North American lumber supplies and prices could be affected by a ruling from the Supreme Court of Canada granting the Tsilhqot’in First Nation title claim on land in central British Columbia.
The decision, handed down June 26, gives the group exclusive right to determine how the land will be used as well as the exclusive right to reap the benefits from those uses. According to a report in the Vancouver Sun, analysts are predicting the impact of this decision on available lumber supplies and prices could reach that of the mountain pine beetle, which affected 53% of the pine in British Columbia.
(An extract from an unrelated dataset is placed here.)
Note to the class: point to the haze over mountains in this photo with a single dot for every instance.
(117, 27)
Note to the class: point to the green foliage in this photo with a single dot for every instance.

The paper noted that RBC Capital Markets analyst Paul Quinn said that over the last decade British Columbia was responsible for nearly 24% of North America’s lumber production and that any “delays and limitations” caused by the ruling could result in “a tighter lumber market and high prices.” Quinn also told the Sun that large companies such as Western Forest Products, Conifex Timber, Canfor Corp., West Fraser Timber and Interfor Corp. were most at risk because they do not have established logging partnerships with the First Nations.
The 30-year battle between the Tsilhqot’in Nation and the province of British Columbia was originally sparked when the province granted a commercial logging license in 1983 on land the Tsilhqot’in considered to be part of their traditional territory.
The Tsilhqot’in objected and tried to prevent commercial logging. After many talks the original land title was eventually amended to include a land claim for the Tsilhqot’in people. However, it was opposed by the federal and provincial governments. After several appeals the Supreme Court of Canada held that the Tsilhqot’in people “had established Aboriginal title to the claim area at issue.” And that the group’s claim was justified from its occupation and regular use of the land for hunting, fishing and other activities.